Scott Hay-Bartlem, partner at Cooper Grace Ward Lawyers, said legal advisers need to question who benefits if children request for their parents’ super to be withdrawn while they are still alive.

“[You can ask] why they are doing it, and the answer may be because their mother is going to die next week and if it stays in the fund there will be death benefits tax they would rather not pay,” Hay-Bartlem said.

 
 

“I can tell you that this call will come about 3.30 on a Friday afternoon, in a panic, because Mum has been rushed off with a stroke, and you are being asked to pull all the money out super before she dies. Inevitably, there's a Monday morning email that says, ‘good news, mum recovered’, but now all her super has been taken out.”

Hay-Bartlem said this is one of the scenarios in which there are myriad conflict-type issues of which legal advisers should be aware.

“There are things like reviewing death benefit nominations, attorneys taking money out of super and giving it to other people, and attorneys receiving benefits even where the person is signing themselves,” he said.

“There's a few questions that need to be considered, one of which is can attorneys do things about different types of conflict provisions?” he said.

In regard to clients wanting to move assets or money from parents to children, Hay-Bartlem said one of the questions that should be considered is that even if the parents do agree to the request, there could be presumptions of undue influence in the Powers of Attorney Act where attorneys are getting assets.

“We need to be very careful.
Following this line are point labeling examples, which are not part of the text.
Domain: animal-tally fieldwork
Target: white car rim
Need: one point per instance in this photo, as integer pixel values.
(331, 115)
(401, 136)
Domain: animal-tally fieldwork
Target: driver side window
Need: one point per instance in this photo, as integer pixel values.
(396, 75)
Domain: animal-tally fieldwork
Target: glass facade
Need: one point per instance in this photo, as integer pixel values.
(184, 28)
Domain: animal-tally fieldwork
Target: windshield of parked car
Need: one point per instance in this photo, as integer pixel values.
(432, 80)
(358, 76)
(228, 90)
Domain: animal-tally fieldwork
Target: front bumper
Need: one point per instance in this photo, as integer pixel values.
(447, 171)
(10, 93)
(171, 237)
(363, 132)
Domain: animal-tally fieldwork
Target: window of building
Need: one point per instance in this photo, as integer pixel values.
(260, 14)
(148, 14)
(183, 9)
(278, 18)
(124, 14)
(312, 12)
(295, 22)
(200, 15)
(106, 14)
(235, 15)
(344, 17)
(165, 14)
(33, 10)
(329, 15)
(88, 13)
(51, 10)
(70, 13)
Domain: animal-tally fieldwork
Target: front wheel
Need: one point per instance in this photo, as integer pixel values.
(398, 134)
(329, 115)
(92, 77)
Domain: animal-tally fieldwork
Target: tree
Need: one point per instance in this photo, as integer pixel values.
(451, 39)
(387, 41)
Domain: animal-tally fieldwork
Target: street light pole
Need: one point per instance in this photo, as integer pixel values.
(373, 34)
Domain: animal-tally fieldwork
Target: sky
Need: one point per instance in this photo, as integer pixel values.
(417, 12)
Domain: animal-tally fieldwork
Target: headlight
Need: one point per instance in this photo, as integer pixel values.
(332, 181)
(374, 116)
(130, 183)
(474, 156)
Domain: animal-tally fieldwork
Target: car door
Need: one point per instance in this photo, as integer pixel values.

You can apply to the court for the court to approve as a last resort. People say to me, ‘Oh, who will care?’ And my answer will be the child, your sibling, who's now not getting anything under the will because you've now got a mum's assets in your name,” he said.

“That's the kind of place where we can start challenging things and I see people wanting to do it, even with the best of intentions, to suddenly find out they really can't.”

He continued there are many legal cases where trustees of family trusts have made decisions such as removing assets and have been pursued by trust beneficiaries who contend those assets belong in the trust.

“There is also a long line of cases where directors can't go and do things in conflict with their position as director of a company,” he said.

“Attorneys have an enduring power of attorney, so workarounds can include things like getting informed consent, having a conflict clause, which is well drafted in wills. We've got husband and wife wills, and they're appointing each other as executive and they want each other to get their super.

“You go back to those executive conflict cases, where they say, ‘I intend my spouse to get the super. She can claim it, even though there may be a conflict’. We've had to tell people not to take on roles because they will have a conflict, and they won't be able to do the types of transactions they want to do. There is a presumption of undue influence where an attorney benefits.”